The centerpiece for the industry’s campaign is its appeal to “fairness.” It argues that “fair pay” to songwriters can only be fixed if the industry is given more power to extract higher royalties through the government. The industry often cites artists as being paid only $90 for 1 million plays of streaming music. So it seems fair to ask what precisely is the use of this anecdotal evidence intended to produce? Would a 1,000 percent increase in the current rate be deemed satisfactory? Would $900 for a million plays be enough?
The reality is that streaming music companies are already paying hundreds of millions of dollars in royalty payments every year — some more than 70 percent of their total revenue. How much more should they or any streaming company pay? Would 85 percent of all revenue seem “fair”? How does this allow a robust and legal streaming music industry with many innovative startups to continue to exist? The short answer is that it doesn’t.
No business could sustain such an overwhelming cost structure, and none will. Despite having more than 10 million paying subscribers, Spotify has yet to turn a profit. Pandora has more than 70 million subscribers but they, too, have yet to turn a profit. The only logical result of the higher rates sought by the publishing industry would be the death of streaming music platforms.
Billions of dollars are being collected in songwriter royalties for streamed music, TV, music, movies and broadcast radio play. Despite that fact, the big music-publishing corporations and their national association continue to claim that the cause of inequitable payments to songwriters is because not enough money is given to them. However, the sad but true problem for songwriters and composers is that they are last in line to be paid. Several other entities have their hand in the till that are happy to collect money and hold it in escrow and yet still manage to be paid long before finally disbursing a percentage to the writer. For example, in 2012, Broadcast Music Inc., the second-largest performance rights organization, took in $944 million in royalty payments, but only distributed $814 million to copyright holders, keeping $130 million for itself. Regardless of the platform on which songs are played, it is a well-documented fact that royalties paid by licensees are severely whittled down before the remainder, a small fraction of the original amount, finally trickles back to actual writer of a song.
If “fairness” for songwriters is the standard by which this issue should be judged, there are plenty of places that demand priority before attempting to squeeze more out of licensees already struggling to survive. Does it really take $130 million a year to collect and process payments to artists? Are publishing corporations really entitled to 50 percent of a songwriter’s royalties? Where are the calls for “fair pay” directed at all the many and varied interests taking a cut of songwriters’ profits?
The fact is, reforming how the music industry operates would afford artists more compensation, but it would also undermine the total domination that corporate interests such as big music publishers and performance rights organizations exert over artists. Artists might see a marginal increase in revenues under the Songwriters Equity Act, but not nearly as much as the big corporations secretly pulling the strings.

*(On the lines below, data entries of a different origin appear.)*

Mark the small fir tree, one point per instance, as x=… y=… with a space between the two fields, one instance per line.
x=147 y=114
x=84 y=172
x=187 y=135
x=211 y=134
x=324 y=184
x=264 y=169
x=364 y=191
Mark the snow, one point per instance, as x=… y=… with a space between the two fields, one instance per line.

More importantly, it would allow these corporations to keep completely intact the current exploitive system that enables them to keep a heavy hand in songwriters’ bank accounts.
The bottom line is that despite all of the songwriter-centric rhetoric and the use of individual songwriters as the face of the industry campaign, this isn’t about them. The lobbying campaign is designed to give a pittance of benefit to composers, while feeding the corporations that voraciously profit from artists’ work, even if it means killing off the burgeoning new streaming industry and leaving music consumers singing the blues.
Daniel Horowitz is an independent consultant who has served as a staffer in the U.S. House and Senate and as a presidential appointee at the U.S. Small Business Administration.